At Showtime minus 30 minutes he strolled in with an imposing gentleman and introduced us to Orville Johnson. And we're here to tell you, Orville is a Really Big Deal: Known for his dobro and slide guitar stylings and soulful vocal acrobatics, he is a singer, instrumentalist, record producer, songwriter, session player, teacher, and the top dobro player on the West Coast of America (a dobro, incidentally, is a resonator guitar).
Orville Johnson (photo credit Tito Fuentes) |
Orville moved to Seattle in 1978 where he was a founding member of the legendary Northwest folk/rock group The Dynamic Logs. Over the years he has played with a diverse list of artists including Delaney and Bonnie Bramlett, John Hartford, Maria Muldaur, Richie Havens, Laura Love, blues artists John Cephas, Howard Armstrong, Sam Andrew (Big Brother and the Holding Company) and Mick Taylor (Rolling Stones). He has guested on over 400 albums, appeared on Garrison Keillor's Prairie Home Companion, Jay Leno's Tonight Show, and was featured in the 1997 film Georgia with Mare Winningham and Jennifer Jason-Leigh. He is also in demand as a teacher and author, writing for Acoustic Guitar and Fretboard Journal and teaching at prestigious workshops worldwide, including Euro Blues Week, International Guitar Seminar, Puget Sound Guitar Workshop and Guitar Intensives.
Orville also has several solo CDs to his credit: Blueprint for the Blues (1998), Slide & Joy (1999), an all-instrumental dobro tour de force, Freehand (2003), two discs with Mark Graham as The Kings of Mongrel Folk, four discs with the File Gumbo Zydeco Band, albums with Laura Love, John Cephas and Woody Mann, Grant Dermody and John Miller, and appearances on slide guitar collections Legends of the Incredible Lap Steel and Southern Filibuster: a tribute to Tut Taylor.

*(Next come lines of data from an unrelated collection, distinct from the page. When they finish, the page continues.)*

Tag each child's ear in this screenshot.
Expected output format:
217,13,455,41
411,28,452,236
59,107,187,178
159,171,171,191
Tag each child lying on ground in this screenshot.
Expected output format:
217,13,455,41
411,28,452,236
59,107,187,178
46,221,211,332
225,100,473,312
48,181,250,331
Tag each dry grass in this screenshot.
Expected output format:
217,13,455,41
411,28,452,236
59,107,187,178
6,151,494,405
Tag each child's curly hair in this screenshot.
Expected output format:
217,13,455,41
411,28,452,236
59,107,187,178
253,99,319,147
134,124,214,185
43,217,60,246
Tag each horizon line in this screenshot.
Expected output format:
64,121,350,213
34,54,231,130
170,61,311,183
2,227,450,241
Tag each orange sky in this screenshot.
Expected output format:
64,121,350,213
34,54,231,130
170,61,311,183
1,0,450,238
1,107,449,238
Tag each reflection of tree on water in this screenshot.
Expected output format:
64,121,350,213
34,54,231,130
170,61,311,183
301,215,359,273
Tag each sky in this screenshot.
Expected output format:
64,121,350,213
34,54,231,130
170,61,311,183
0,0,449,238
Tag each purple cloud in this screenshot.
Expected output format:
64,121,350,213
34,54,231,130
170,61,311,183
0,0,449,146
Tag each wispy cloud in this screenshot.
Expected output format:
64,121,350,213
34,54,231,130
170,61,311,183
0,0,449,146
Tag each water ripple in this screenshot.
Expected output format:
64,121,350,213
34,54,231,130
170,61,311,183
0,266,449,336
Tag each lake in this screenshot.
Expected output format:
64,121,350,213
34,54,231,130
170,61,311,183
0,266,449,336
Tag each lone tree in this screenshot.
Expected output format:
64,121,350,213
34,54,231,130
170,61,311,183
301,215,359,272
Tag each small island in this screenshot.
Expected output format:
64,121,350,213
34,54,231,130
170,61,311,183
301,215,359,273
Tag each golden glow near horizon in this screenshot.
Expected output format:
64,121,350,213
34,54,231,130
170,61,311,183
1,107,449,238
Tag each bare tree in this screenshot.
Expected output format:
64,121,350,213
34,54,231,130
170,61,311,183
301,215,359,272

His music has been featured in soundtracks for PBS' Frontier House, movies The Wooly Boys and Georgia Rule. He also has several instructional DVDs available.
Wow...
Oh, and did we mention he sounded great in our back room?
Our gallery-strollers were treated to several straight hours of full-bodied soul, blues, and you-name-it from these two awe-inspiring musicians.
Could be, though, that possibly the most amazing feature of the performance is something that few in the audience realized. Peter spilled the beans to us:
"Orville agreed to fill in at the last minute and NONE of the tunes we played had been rehearsed. In fact, we had never played together at all before sitting down Friday night in your back room. I expected top-flight musicianship and the complete ability to follow and complement anything I chose to play, and that's exactly what I got."
And that's exactly what we got, too, Peter.